Non riuscivo ancora a credere che mi stessi realmente portando a casa un gatto. Non avevo mai avuto un gran feeling con gli animali, tuttavia mi stavo prendendo la responsabilità di accudirne uno. Da pazzi.

Arrivammo davanti a casa, lei con il suo gattino tra le braccia, io con quell'ammasso di peli neri raggomitolato sulla mano. Lo guardavo perplesso mentre quella creatura si guardava intorno spaventata, ma sembrava felice di stare sul palmo della mia mano, al caldo. Era talmente piccolo che sicuramente l'avrei perso centinaia di volte se non lo avessi tenuto chiuso in camera per qualche settimana.

Arrivati davanti alla porta, cominciai a bussare insistentemente affinché i miei fratelli mi sentissero e mi venissero ad aprire, dato che avevo le chiavi di casa nello zaino e non mi andava minimamente di mettermi a trafficare per cercarle.

«Smettila di fare quella confusione o spaventerai i gattini.» mi riprese Grace guardandomi male.
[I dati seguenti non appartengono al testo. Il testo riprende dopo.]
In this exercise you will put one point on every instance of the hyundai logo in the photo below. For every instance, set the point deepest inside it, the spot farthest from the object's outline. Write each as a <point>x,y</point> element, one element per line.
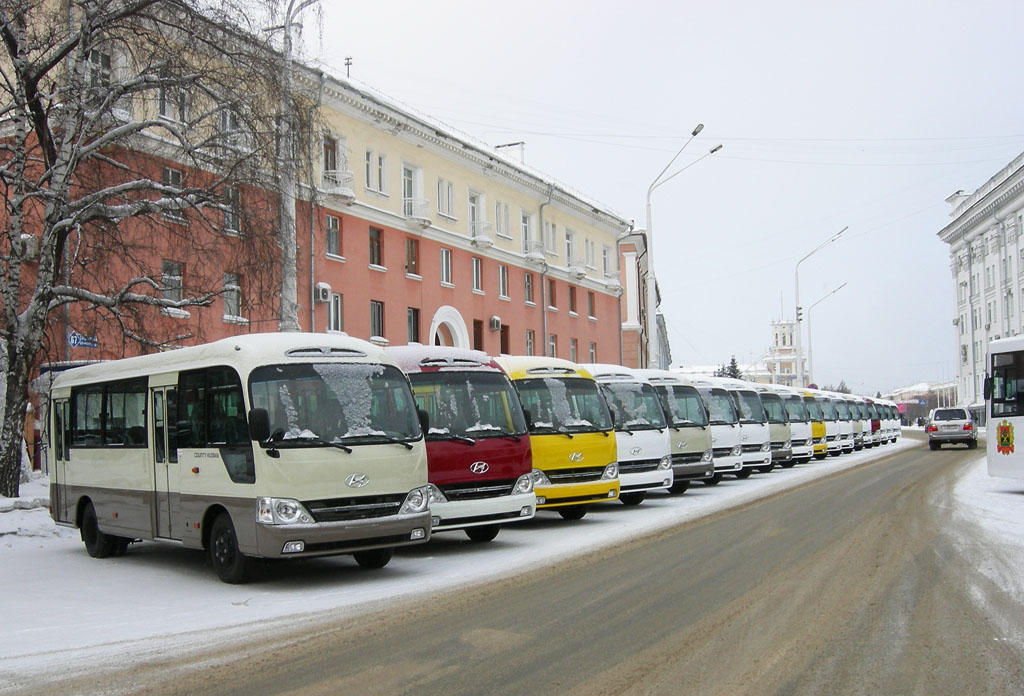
<point>356,480</point>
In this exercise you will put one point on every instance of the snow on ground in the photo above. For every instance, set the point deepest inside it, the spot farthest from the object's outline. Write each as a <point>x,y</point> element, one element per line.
<point>64,610</point>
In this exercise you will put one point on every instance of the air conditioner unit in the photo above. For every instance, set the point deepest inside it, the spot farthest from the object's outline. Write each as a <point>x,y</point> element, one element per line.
<point>322,292</point>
Sospirai e smisi di bussare, aspettando pazientemente che qualcuno venisse ad aprirmi.

Finalmente Jace venne ad aprirci, e rimase stupito nel vederci insieme... di nuovo.
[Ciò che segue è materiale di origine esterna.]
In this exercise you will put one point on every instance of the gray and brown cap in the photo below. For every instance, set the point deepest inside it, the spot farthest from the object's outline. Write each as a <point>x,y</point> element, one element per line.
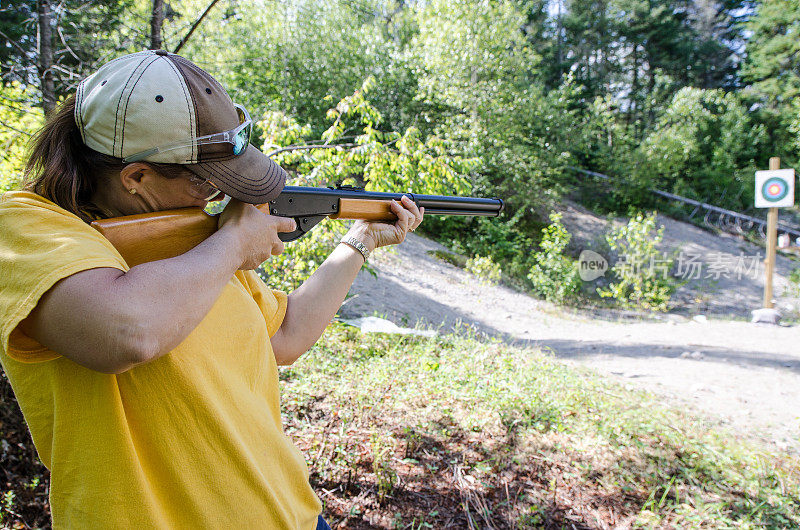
<point>152,98</point>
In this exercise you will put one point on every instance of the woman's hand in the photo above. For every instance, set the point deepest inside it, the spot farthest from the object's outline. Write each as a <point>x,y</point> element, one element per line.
<point>376,234</point>
<point>255,231</point>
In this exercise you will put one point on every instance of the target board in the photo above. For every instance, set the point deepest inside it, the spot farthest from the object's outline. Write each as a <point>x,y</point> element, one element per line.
<point>775,188</point>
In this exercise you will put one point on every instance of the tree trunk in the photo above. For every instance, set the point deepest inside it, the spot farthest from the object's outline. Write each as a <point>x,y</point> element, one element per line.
<point>46,57</point>
<point>156,21</point>
<point>194,26</point>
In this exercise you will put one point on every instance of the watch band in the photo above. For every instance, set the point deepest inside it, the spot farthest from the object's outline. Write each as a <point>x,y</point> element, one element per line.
<point>358,245</point>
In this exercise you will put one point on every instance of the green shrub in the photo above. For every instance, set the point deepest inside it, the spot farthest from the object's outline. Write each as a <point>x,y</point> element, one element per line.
<point>554,275</point>
<point>642,272</point>
<point>485,269</point>
<point>20,120</point>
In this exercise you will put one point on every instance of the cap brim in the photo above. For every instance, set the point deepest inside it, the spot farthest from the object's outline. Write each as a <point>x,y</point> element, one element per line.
<point>250,177</point>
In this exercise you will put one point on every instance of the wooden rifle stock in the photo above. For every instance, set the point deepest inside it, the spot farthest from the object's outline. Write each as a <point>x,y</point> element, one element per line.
<point>160,235</point>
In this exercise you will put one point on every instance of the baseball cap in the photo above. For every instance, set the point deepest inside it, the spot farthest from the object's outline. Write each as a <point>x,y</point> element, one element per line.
<point>153,98</point>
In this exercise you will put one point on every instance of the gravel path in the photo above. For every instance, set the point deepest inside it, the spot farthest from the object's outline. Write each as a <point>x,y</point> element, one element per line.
<point>733,372</point>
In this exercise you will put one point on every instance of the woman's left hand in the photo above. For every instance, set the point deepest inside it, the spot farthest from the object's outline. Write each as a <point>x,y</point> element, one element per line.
<point>376,234</point>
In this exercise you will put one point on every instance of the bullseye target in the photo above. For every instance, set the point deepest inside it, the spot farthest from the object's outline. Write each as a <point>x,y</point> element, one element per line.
<point>774,188</point>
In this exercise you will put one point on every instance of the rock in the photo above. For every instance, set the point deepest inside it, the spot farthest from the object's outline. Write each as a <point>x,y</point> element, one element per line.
<point>766,315</point>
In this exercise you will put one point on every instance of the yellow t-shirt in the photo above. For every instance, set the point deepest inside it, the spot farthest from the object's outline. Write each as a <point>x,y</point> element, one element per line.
<point>191,440</point>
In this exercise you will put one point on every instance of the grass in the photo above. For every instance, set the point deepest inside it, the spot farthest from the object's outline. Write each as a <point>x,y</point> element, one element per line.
<point>410,432</point>
<point>458,431</point>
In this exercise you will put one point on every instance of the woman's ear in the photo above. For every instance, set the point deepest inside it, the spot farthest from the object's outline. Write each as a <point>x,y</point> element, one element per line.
<point>132,174</point>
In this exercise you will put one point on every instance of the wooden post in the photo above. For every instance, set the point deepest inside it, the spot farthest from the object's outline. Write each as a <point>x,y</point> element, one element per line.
<point>772,235</point>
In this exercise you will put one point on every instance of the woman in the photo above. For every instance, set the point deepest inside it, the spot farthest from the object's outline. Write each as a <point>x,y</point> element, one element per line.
<point>151,392</point>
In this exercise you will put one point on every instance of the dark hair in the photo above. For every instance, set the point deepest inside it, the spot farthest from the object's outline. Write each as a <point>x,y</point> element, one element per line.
<point>63,169</point>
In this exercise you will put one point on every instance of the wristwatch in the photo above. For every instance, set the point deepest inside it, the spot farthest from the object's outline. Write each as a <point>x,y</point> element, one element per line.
<point>358,245</point>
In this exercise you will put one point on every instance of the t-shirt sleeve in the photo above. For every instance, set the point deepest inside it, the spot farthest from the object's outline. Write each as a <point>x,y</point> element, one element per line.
<point>271,302</point>
<point>41,244</point>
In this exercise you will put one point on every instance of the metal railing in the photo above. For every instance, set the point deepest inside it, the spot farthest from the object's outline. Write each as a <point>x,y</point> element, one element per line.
<point>727,220</point>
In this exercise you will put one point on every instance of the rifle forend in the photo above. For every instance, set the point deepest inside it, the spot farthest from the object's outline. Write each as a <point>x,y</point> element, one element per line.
<point>160,235</point>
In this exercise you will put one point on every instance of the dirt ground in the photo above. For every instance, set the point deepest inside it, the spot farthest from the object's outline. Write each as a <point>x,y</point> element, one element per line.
<point>742,375</point>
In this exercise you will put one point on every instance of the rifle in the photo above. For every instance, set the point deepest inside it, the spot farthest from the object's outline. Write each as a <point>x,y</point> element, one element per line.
<point>160,235</point>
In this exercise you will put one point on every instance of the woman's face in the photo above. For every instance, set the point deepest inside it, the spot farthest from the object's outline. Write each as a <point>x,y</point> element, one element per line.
<point>155,192</point>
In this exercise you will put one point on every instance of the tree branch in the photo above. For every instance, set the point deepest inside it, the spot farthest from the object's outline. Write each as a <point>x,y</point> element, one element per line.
<point>14,43</point>
<point>194,26</point>
<point>156,21</point>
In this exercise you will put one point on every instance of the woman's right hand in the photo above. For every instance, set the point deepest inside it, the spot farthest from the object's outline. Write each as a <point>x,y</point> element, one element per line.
<point>255,231</point>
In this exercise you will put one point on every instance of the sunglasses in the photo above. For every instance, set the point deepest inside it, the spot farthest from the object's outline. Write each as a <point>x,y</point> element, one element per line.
<point>237,138</point>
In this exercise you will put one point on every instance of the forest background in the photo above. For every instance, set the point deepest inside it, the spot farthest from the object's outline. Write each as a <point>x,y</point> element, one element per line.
<point>491,98</point>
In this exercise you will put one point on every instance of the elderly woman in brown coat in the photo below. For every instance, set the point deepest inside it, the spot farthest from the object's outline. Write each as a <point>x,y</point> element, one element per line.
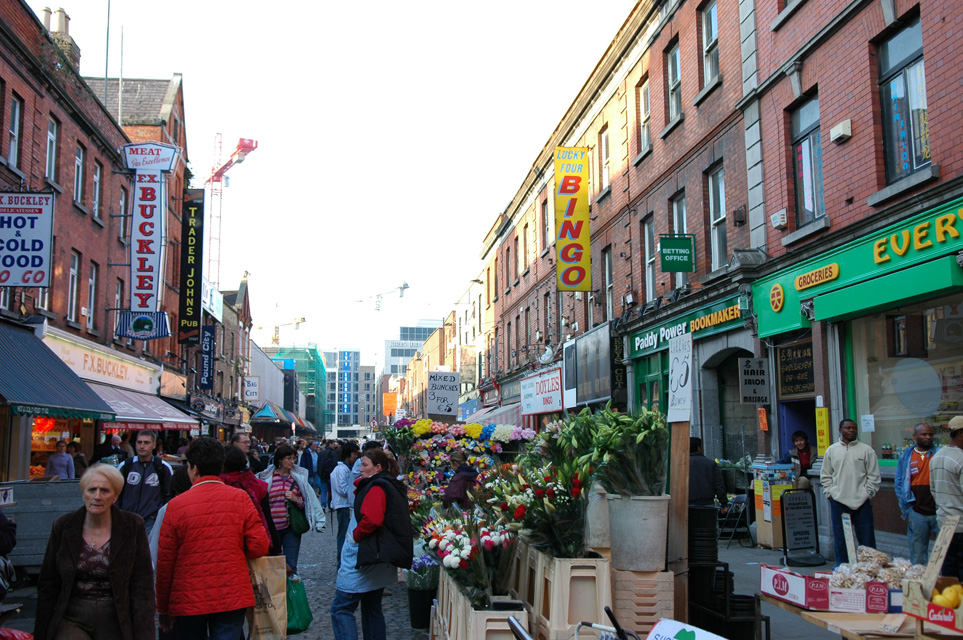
<point>96,580</point>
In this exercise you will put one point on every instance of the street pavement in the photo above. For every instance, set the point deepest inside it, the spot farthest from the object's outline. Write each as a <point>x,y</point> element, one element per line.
<point>316,564</point>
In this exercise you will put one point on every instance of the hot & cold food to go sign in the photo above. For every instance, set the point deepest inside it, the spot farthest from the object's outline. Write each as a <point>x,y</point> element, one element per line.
<point>26,238</point>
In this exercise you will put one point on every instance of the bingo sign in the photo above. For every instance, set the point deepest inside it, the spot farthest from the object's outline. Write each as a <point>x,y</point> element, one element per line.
<point>26,238</point>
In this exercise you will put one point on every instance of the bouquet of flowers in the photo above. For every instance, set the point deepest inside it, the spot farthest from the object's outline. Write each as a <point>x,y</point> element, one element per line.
<point>424,573</point>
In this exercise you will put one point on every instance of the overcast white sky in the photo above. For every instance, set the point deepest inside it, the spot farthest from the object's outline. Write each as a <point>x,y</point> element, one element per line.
<point>390,136</point>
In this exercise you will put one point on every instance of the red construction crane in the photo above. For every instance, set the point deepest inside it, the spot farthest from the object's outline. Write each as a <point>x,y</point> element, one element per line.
<point>244,147</point>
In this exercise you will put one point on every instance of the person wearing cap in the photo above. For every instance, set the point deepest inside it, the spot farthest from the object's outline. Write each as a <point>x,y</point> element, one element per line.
<point>946,485</point>
<point>850,478</point>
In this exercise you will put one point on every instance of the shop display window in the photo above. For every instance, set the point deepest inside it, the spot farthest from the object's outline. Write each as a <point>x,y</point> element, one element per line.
<point>908,368</point>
«Ragazzi! È tornata Grace!» gridò alle sue spalle.

«Ciao, Jace!» lo salutò lei sorridendo.

I miei fratelli scesero le scale correndo e ci raggiunsero alla porta, salutarono Grace ignorandomi e la fecero entrare lasciandomi fuori. Mi chiusero la porta in faccia e li sentii parlare animatamente con la ragazza.

No, ma, scusatemi? pensai arrabbiato.

Bussai nuovamente e, quando mi aprirono, entrai in casa mia.
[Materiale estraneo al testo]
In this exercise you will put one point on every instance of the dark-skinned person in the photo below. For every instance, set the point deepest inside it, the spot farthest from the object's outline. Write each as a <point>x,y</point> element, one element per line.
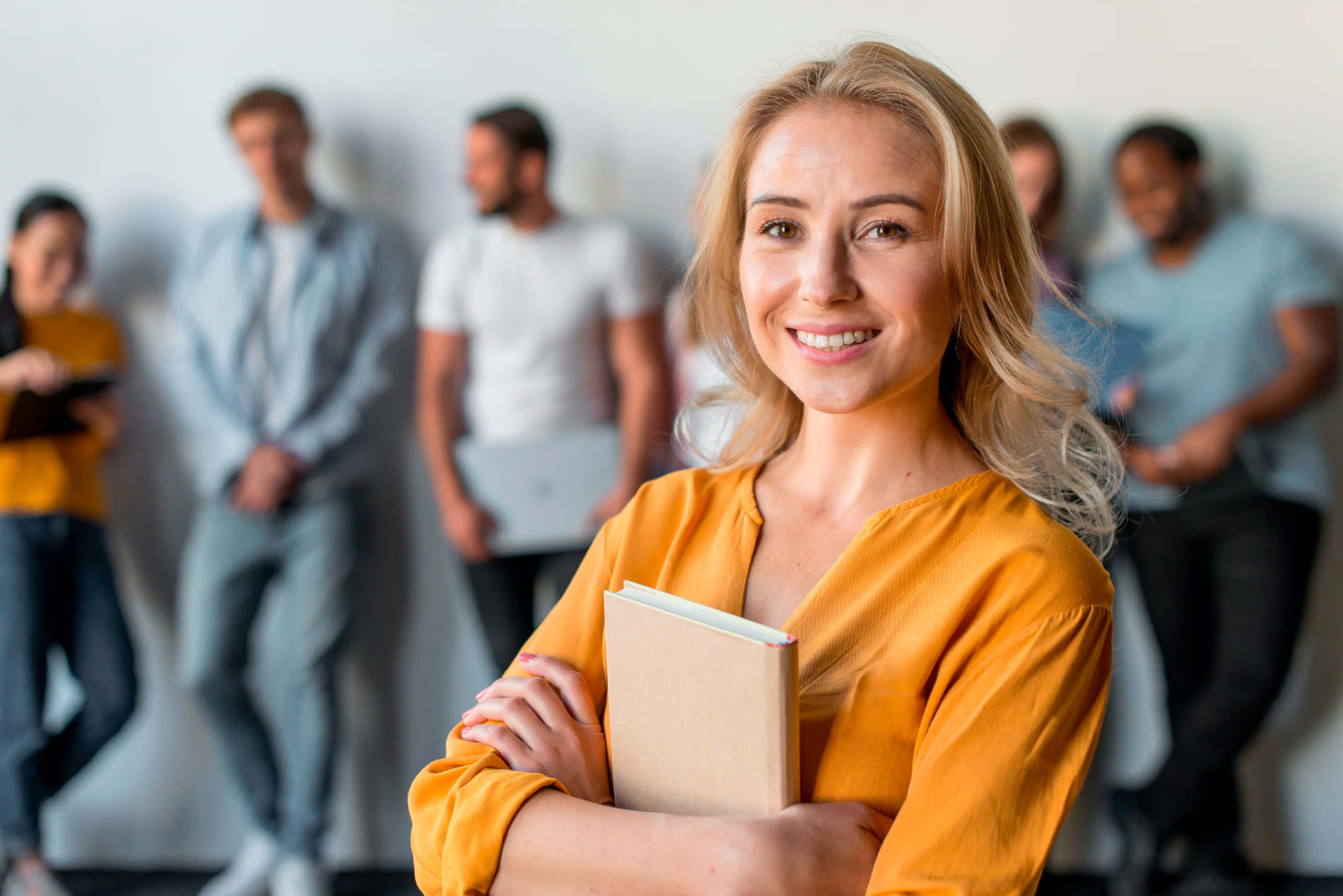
<point>1228,484</point>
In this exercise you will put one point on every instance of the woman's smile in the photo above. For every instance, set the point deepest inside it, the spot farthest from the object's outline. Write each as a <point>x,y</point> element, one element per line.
<point>833,343</point>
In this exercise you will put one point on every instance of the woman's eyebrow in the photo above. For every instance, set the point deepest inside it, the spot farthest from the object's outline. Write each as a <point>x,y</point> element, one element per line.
<point>880,199</point>
<point>888,199</point>
<point>775,199</point>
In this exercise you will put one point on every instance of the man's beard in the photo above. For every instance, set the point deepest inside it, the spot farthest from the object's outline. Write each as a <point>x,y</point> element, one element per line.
<point>505,204</point>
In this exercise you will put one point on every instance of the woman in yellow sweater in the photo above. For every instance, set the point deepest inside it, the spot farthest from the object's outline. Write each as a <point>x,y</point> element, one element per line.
<point>915,489</point>
<point>57,584</point>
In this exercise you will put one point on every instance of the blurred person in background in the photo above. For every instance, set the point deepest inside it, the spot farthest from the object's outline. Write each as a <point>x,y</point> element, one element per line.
<point>531,322</point>
<point>1103,347</point>
<point>1037,168</point>
<point>1228,484</point>
<point>285,312</point>
<point>57,582</point>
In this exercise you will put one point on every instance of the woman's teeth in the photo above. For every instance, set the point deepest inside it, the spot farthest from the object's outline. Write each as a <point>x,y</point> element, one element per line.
<point>834,340</point>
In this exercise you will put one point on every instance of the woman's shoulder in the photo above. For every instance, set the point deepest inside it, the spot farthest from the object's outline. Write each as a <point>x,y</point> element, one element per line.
<point>689,490</point>
<point>1032,563</point>
<point>89,319</point>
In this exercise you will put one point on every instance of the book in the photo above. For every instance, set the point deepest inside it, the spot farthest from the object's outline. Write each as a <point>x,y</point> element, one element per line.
<point>703,708</point>
<point>34,415</point>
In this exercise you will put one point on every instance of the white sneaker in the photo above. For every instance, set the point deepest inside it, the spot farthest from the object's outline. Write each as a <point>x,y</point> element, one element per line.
<point>37,882</point>
<point>300,876</point>
<point>250,869</point>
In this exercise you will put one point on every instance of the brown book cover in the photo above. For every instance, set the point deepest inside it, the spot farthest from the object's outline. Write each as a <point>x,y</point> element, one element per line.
<point>704,708</point>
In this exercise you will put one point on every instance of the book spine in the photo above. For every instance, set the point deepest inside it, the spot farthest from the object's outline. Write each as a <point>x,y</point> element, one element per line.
<point>783,735</point>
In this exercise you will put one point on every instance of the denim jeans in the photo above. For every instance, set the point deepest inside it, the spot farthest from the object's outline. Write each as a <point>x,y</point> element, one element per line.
<point>1225,587</point>
<point>57,589</point>
<point>308,550</point>
<point>505,590</point>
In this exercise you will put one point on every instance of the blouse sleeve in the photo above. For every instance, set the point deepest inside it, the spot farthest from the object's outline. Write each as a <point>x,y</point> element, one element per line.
<point>462,805</point>
<point>1001,760</point>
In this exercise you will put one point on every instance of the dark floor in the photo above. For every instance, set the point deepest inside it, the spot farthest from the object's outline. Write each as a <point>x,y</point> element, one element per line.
<point>88,883</point>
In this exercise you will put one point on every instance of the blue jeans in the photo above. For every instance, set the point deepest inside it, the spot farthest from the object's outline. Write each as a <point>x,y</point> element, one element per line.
<point>309,551</point>
<point>57,589</point>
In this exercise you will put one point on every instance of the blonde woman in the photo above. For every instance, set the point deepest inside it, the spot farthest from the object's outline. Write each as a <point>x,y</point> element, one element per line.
<point>915,490</point>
«Wow, che ti è successo? Ti hanno picchiato?» mi chiese Aaron ridacchiando.

Scossi la testa sviando il discorso «Nient'affatto.»

«Oh, ma che carino! Un gattino nero!» esclamò Austin togliendomi di mano la palla di pelo.

Strisciai il palmo sui pantaloni e strinsi le braccia al petto «Già, resterà con noi... pare.»

Mio fratello mi guardò dubbioso «Da quando in qua tu vuoi un gatto?»

«Senti, fatti i cazzi tuoi. Resterà con noi, fine della storia.» sbottai, poi guardai Grace e le indicai le scale «Tu vieni con me.»

Presi nuovamente il gatto dalle mani di Austin e cominciai a salire le scale seguito da Grace, per poi entrare in camera mia. La ragazza chiuse la porta e lasciò libero il gattino, poi mi guardò male «È la prima e ultima volta che mi dai un ordine, chiaro?»

Finsi di non aver sentito e mi stesi dolorante sul letto, apprezzando la morbidezza dei cuscini.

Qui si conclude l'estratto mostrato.